Windows OCR and Tesseract engines are **always available** — no feature flag needed.

```toml
# Default (no ocrs engine)
pdfpurr = "0.2"

# With ocrs pure-Rust engine
pdfpurr = { version = "0.2", features = ["ocr"] }
```

## Architecture

```
pdfpurr/
  src/
    core/             PDF object model, filters, compression
    parser/           Lexer, object parser, xref, repair
    content/          Content stream tokenizer and builder
    fonts/            Font parsing, encoding, embedding, subsetting, variable fonts
    images/           Image extraction and embedding
    rendering/        Page-to-pixel engine (tiny-skia), annotation rendering
    encryption/       Standard security handler (R2-R6, RC4, AES-128/256)
    forms/            AcroForms (read/write)
    signatures/       Digital signature parsing and verification
    standards/        PDF/A, PDF/X validation
    accessibility/    PDF/UA, tagged PDF, structure tree, structure builder
    structure/        Outlines, annotations, metadata
    ocr/              OCR engines, text layer, layout analysis, preprocessing
    document.rs       High-level API (open, parse, lazy, mmap, write, OCR)
    page_builder.rs   Page creation API
    error.rs          Error types
  tests/
    adversarial_tests.rs  Edge-case and malformed PDF tests (22)
    corpus_tests.rs       Real-world PDF corpus (33 files)
    external_corpus_tests.rs  veraPDF, qpdf fuzz, BFO tests
    integration.rs        Write-path roundtrip tests (25)
    proptest_fuzz.rs      Property-based fuzzing (18 targets)
  fuzz/               cargo-fuzz targets (document, content stream, object)
  benches/            Criterion benchmarks (parser, tokenizer, renderer)
```

## Testing

```bash
cargo test                       # all tests
cargo bench                      # Criterion benchmarks
cargo clippy -- -D warnings      # Lint check (clean on stable and nightly)
cargo fmt --check                # Format check
cargo doc --no-deps              # Build documentation (zero warnings)
```

CI runs automatically on every push: Ubuntu/Windows/macOS (stable), Ubuntu nightly, Criterion benchmarks, and 120 seconds of fuzz testing across 3 targets.
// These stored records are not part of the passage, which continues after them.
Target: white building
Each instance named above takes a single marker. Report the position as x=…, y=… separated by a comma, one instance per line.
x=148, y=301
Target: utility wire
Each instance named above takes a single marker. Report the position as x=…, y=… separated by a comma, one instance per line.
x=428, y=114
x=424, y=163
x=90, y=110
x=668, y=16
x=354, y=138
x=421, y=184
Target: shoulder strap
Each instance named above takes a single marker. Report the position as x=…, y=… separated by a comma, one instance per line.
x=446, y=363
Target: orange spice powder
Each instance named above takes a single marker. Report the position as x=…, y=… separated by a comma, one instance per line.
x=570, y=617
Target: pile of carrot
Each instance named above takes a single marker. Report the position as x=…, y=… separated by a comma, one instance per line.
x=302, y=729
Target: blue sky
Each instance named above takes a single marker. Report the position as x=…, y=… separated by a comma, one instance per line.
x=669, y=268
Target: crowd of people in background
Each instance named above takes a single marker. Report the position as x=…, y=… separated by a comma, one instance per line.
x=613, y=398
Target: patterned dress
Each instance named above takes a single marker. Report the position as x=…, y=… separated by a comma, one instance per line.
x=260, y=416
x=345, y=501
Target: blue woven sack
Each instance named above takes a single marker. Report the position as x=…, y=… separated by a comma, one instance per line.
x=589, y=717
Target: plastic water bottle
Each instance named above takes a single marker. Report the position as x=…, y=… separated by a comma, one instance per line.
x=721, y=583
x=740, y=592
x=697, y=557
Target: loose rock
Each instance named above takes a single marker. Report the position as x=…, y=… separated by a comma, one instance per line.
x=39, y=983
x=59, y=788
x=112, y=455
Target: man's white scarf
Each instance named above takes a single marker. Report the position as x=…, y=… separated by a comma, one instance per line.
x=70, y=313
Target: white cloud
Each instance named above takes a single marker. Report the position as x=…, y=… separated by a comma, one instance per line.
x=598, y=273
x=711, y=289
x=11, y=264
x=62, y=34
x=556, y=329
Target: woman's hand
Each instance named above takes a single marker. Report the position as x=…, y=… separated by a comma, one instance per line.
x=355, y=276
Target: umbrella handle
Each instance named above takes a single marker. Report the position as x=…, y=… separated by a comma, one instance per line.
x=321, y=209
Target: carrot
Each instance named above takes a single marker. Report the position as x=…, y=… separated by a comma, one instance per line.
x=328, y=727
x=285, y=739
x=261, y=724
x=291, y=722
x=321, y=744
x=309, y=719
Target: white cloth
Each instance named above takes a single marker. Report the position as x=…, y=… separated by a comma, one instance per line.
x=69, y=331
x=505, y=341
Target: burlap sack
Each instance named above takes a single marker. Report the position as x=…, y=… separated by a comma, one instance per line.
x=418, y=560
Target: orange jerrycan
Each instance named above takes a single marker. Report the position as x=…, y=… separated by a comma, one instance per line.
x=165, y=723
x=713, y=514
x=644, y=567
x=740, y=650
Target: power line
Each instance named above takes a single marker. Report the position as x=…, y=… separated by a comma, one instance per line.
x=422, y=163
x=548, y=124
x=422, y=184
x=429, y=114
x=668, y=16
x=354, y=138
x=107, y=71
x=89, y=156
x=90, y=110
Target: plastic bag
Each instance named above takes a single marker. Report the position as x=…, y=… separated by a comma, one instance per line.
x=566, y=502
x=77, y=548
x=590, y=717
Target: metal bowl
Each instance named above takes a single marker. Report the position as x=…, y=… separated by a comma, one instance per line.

On-demand corpus testing against 1800+ external PDFs available via GitHub Actions.

## Performance

| Operation | Time |
|-----------|------|
| Parse 14-page PDF (1 MB) | 26 ms |
| Text extraction per page | 4.7 ms |
| Render page at 150 DPI | 210 ms |
| Create new Document | < 1 us |

## Security

- Zero `panic!` or `unreachable!()` in production code
- Checked arithmetic on all image dimensions and buffer allocations
- Resource limits: 256MB decoded stream max, 1M xref rebuild cap
- Depth limits on recursive structures (page tree, outlines, inherited properties)
- Fuzz-tested: 3 cargo-fuzz + 18 proptest + 22 adversarial tests

## License

Dual-licensed under MIT or Apache-2.0 at your option.